See docs/adr/0011-graph-db-backend.md
for the M3 phase-1 rationale and
docs/adr/0013-m7-default-flip-and-abstraction.md
for the M7 default-flip + interface segregation.
@opencodehub/ingestion defaults to the web-tree-sitter (WASM)
runtime on Node 22 and Node 24. The native tree-sitter N-API addon
is opt-in on Node 22 dev boxes via OCH_NATIVE_PARSER=1 (or
--native-parser on the codehub CLI).
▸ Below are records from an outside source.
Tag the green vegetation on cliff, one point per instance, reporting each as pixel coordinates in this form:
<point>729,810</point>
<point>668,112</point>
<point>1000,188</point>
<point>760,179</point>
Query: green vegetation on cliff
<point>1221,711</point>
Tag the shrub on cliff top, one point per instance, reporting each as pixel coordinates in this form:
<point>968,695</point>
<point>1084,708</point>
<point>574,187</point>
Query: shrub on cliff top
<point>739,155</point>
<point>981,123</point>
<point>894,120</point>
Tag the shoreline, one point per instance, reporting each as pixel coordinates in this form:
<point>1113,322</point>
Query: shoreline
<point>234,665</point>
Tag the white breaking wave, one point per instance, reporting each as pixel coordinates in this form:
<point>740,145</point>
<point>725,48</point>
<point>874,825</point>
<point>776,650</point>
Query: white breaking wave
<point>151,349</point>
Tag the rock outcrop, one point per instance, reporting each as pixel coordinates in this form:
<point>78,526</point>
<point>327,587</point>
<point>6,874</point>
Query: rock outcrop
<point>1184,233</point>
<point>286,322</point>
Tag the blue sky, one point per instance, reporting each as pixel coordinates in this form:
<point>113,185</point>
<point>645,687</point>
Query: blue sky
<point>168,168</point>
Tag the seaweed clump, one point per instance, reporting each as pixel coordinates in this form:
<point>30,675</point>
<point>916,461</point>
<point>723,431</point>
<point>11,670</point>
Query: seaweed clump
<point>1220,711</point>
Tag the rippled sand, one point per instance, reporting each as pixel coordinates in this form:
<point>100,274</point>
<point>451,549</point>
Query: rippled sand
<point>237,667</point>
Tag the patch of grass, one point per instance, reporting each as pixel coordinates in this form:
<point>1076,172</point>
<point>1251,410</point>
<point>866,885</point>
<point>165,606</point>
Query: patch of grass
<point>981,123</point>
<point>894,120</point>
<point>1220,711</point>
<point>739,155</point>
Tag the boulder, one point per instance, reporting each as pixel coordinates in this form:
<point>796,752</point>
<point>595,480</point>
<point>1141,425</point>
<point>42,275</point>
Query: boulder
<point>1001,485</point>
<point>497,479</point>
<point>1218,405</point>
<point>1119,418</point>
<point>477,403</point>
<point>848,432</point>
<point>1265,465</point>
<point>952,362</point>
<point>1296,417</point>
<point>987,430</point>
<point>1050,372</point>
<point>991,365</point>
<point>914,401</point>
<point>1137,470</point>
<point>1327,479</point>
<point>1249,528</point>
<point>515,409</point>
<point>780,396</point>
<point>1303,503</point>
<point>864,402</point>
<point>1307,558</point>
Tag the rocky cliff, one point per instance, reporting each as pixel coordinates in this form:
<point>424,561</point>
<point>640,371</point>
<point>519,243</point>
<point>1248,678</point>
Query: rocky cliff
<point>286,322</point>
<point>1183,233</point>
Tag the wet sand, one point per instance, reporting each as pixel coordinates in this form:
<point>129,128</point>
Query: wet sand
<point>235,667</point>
Native is not supported on
Node 24 until node-tree-sitter@0.25.1 lands on npm
(tree-sitter/node-tree-sitter#276).
Kotlin, Swift, and Dart use .wasm blobs vendored at
packages/ingestion/vendor/wasms/ and rebuilt via
bash scripts/build-vendor-wasms.sh whenever the underlying grammar
versions in package.json change. The complexity phase
(cyclomatic-complexity metrics) still uses native tree-sitter where
available; on Node 24 or Node 22 without the opt-in, complexity
extraction degrades with a one-shot stderr warning and all other
parsing continues via WASM.
See docs/adr/0013-parse-runtime-wasm-default.md
for the WASM-default rationale and the Node 24 unblock plan.
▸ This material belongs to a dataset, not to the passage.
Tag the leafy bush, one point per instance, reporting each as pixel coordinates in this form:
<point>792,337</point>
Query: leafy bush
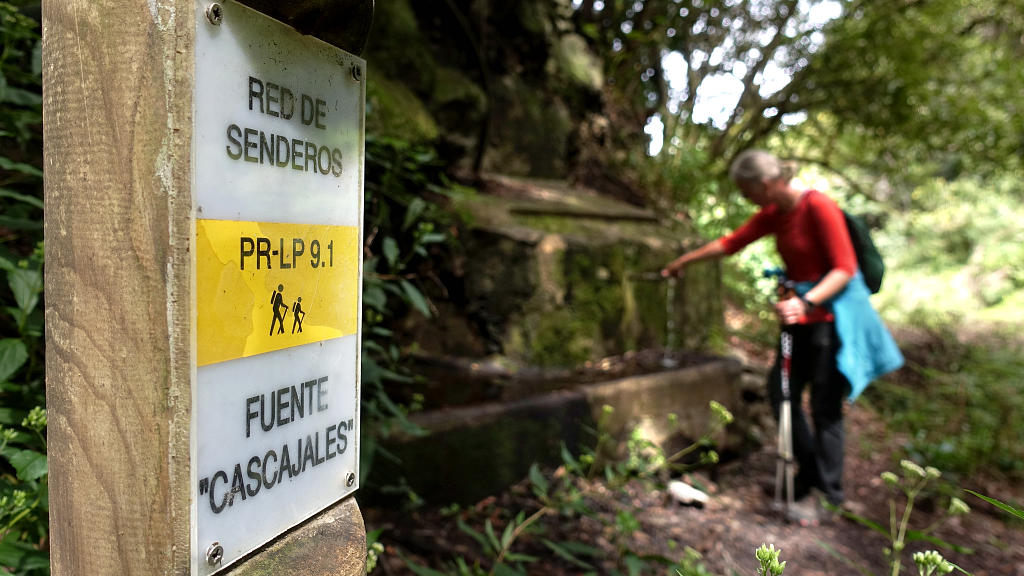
<point>965,412</point>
v1 — feature-complete on M1–M7. Tracks A (M7 graph-DB default + the
IGraphStore / ITemporalStore interface segregation), B (20-scanner
fleet incl. detect-secrets), C (debt sweep — embedder fingerprint, SCIP
REFERENCES + TYPE_OF), and D (dogfood polish) have all merged. The
current shipped tag remains 0.1.1; 1.0.0 is cut once schema +
tool-surface stability is signed off.
While on 0.x, any release may contain breaking changes to the
graph schema, MCP tool shapes, CLI flags, or storage layout. Breaking
changes are called out with ! or a BREAKING CHANGE: footer in the
commit log and summarised in each release's generated CHANGELOG.
- CycloneDX SBOM at
SBOM.cdx.json(regenerated on every release) - Third-party license inventory at
THIRD_PARTY_LICENSES.md - CI gates: license allowlist, banned-strings grep, OSV vulnerability scan, CodeQL SAST, OpenSSF Scorecard
- Zero open CVEs on the lockfile at release time
Architecture decision records live in docs/adr/ — the
durable record of design tradeoffs (storage backend, SCIP adoption,
hierarchical embeddings, CI toolchain pins, etc.).
A standalone user-guide + MCP reference site is being bootstrapped in a dedicated repo; this README will link it once published.
See CONTRIBUTING.md. Issues and discussions welcome;
PRs must pass pnpm run check and have a filled-out PR template.